I landed here after seeing Dependabot quit running for all of my projects in March. I now get the timeout errors others have reported with Dependabot. Before, Dependabot ran without fail since 2020 using the same template in all projects.

Renovate has no issue and can do this in under two minutes - how can I get Dependabot up and running again?

[kevinquillen]

Is there anything that can be done here at all? Dependabot is dead now for any Drupal project and does not complete.

[abdulapopoola]

@kevinquillen ; so sorry about your experience. Would you be willing to try out the new actions program? That might help with the time outs

[PapaGrande]

so sorry about your experience. Would you be willing to try out the new actions program? That might help with the time outs

@abdulapopoola Can you clarify what to try out with links?

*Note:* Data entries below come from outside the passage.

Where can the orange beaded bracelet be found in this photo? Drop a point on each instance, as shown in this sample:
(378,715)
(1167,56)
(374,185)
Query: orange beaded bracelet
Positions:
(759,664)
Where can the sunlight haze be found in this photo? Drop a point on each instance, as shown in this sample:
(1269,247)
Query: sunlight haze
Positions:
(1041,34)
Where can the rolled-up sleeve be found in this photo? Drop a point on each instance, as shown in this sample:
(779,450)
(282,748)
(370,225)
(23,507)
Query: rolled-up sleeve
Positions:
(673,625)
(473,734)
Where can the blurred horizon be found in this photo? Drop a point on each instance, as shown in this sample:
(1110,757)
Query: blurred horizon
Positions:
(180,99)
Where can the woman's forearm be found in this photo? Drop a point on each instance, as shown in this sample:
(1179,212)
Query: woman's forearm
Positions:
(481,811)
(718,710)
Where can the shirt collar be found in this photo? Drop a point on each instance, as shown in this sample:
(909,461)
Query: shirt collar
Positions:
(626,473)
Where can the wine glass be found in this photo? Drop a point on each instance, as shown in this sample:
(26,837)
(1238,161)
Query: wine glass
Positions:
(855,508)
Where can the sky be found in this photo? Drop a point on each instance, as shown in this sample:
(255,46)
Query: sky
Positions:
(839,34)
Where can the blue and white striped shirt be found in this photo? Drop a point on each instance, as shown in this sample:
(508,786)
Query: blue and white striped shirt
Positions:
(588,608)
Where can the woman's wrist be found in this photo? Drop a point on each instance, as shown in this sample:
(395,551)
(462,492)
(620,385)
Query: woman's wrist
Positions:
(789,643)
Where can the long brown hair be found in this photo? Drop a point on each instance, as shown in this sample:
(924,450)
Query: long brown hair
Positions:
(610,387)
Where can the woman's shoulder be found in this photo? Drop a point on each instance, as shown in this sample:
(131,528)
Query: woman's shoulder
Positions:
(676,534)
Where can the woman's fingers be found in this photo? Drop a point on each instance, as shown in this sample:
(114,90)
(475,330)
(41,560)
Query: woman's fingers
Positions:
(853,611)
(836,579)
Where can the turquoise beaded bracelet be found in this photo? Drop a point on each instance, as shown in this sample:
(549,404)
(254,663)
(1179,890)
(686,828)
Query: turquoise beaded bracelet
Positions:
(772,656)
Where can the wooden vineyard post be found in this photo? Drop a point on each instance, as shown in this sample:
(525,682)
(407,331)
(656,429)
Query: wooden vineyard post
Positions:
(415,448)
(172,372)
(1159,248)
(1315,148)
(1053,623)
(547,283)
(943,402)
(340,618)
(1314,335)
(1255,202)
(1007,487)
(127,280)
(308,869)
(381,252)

I've run into similar problems where Dependabot is too slow and times out with sites using many explicit composer dependencies.

[abdulapopoola]

@PapaGrande ; we have a beta program to switch the compute host Dependabot runs on. It's helped a few folks overcome their timeout issues. See this thread for example

[drubb]

@kevinquillen Had the same problems in a Drupal project. Turned out you need to add a PHP platform requirement to composer.json, otherwise the jobs will run on PHP 7.4 and Composer tries to find compatible packages for this version.
So adding "php": "^8.1" to the requirements fixed it for me.
Updates take still lots of time, but at least don't run into a timeout anymore.